Cable-driven parallel robots (CDPRs) suffer from insufficient control robustness under under-constrained configurations and low sampling rates. Method: This work systematically evaluates the trajectory-tracking performance of PID, DDPG, PPO, and TRPO controllers on a real hardware CDPR platform. It innovatively adapts trust-region policy optimization (TRPO) to low-frequency control (≤50 Hz), explicitly constraining policy update steps to enhance training stability and safety while reducing reliance on high-frequency sensing. Contribution/Results: TRPO achieves the lowest root-mean-square tracking error across diverse dynamic trajectories—42% lower than PID and 18% lower than PPO—and demonstrates markedly superior robustness against modeling errors and external disturbances. This study validates the feasibility and advantages of policy-gradient-based reinforcement learning for resource-constrained physical robotic systems.

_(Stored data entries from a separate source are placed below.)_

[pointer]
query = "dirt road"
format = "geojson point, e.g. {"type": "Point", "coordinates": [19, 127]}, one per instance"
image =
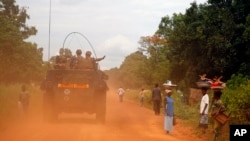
{"type": "Point", "coordinates": [126, 121]}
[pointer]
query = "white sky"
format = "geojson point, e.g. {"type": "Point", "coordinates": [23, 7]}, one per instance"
{"type": "Point", "coordinates": [113, 27]}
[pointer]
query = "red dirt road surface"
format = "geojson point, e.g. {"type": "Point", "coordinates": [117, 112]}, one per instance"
{"type": "Point", "coordinates": [125, 121]}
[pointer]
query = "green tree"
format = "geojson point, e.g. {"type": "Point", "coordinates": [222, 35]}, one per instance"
{"type": "Point", "coordinates": [21, 61]}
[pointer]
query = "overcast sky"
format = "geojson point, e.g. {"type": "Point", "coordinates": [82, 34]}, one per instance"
{"type": "Point", "coordinates": [113, 27]}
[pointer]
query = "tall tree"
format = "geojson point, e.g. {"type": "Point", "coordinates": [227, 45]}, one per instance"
{"type": "Point", "coordinates": [20, 61]}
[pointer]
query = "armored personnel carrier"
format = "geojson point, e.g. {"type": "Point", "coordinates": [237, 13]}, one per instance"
{"type": "Point", "coordinates": [74, 91]}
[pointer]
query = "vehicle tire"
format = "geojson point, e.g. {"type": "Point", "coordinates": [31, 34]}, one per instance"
{"type": "Point", "coordinates": [49, 112]}
{"type": "Point", "coordinates": [100, 106]}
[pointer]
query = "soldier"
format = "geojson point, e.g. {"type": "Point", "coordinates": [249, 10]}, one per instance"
{"type": "Point", "coordinates": [61, 60]}
{"type": "Point", "coordinates": [90, 62]}
{"type": "Point", "coordinates": [79, 60]}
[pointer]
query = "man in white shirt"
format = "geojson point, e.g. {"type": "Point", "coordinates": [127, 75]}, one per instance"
{"type": "Point", "coordinates": [204, 105]}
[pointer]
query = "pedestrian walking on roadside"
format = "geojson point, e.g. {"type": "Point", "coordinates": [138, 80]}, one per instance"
{"type": "Point", "coordinates": [141, 96]}
{"type": "Point", "coordinates": [168, 111]}
{"type": "Point", "coordinates": [120, 92]}
{"type": "Point", "coordinates": [204, 107]}
{"type": "Point", "coordinates": [157, 99]}
{"type": "Point", "coordinates": [217, 108]}
{"type": "Point", "coordinates": [24, 99]}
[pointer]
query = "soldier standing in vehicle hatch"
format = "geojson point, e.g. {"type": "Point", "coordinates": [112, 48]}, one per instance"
{"type": "Point", "coordinates": [90, 62]}
{"type": "Point", "coordinates": [79, 60]}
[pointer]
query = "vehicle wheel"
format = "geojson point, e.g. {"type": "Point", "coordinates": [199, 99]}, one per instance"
{"type": "Point", "coordinates": [100, 106]}
{"type": "Point", "coordinates": [49, 112]}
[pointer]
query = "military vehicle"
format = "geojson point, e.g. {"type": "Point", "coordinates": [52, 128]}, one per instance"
{"type": "Point", "coordinates": [74, 91]}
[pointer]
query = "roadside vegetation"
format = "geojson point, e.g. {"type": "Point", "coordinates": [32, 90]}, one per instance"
{"type": "Point", "coordinates": [210, 38]}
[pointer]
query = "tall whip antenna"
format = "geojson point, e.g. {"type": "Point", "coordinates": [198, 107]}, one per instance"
{"type": "Point", "coordinates": [49, 29]}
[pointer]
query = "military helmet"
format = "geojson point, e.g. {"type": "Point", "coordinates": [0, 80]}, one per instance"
{"type": "Point", "coordinates": [88, 53]}
{"type": "Point", "coordinates": [78, 52]}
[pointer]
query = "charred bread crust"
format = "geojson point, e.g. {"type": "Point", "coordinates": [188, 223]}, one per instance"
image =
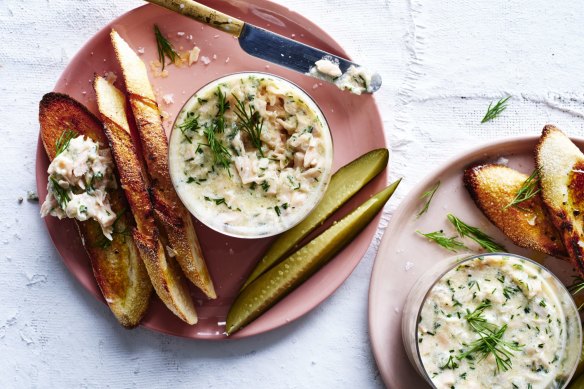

This study evaluates the performance of classical and modern control methods for real-world Cable-Driven Parallel Robots (CDPRs), focusing on underconstrained systems with limited time discretization. A comparative analysis is conducted between classical PID controllers and modern reinforcement learning algorithms, including Deep Deterministic Policy Gradient (DDPG), Proximal Policy Optimization (PPO), and Trust Region Policy Optimization (TRPO). The results demonstrate that TRPO outperforms other methods, achieving the lowest root mean square (RMS) errors across various trajectories and exhibiting robustness to larger time intervals between control updates. TRPO's ability to balance exploration and exploitation enables stable control in noisy, real-world environments, reducing reliance on high-frequency sensor feedback and computational demands. These findings highlight TRPO's potential as a robust solution for complex robotic control tasks, with implications for dynamic environments and future applications in sensor fusion or hybrid control strategies.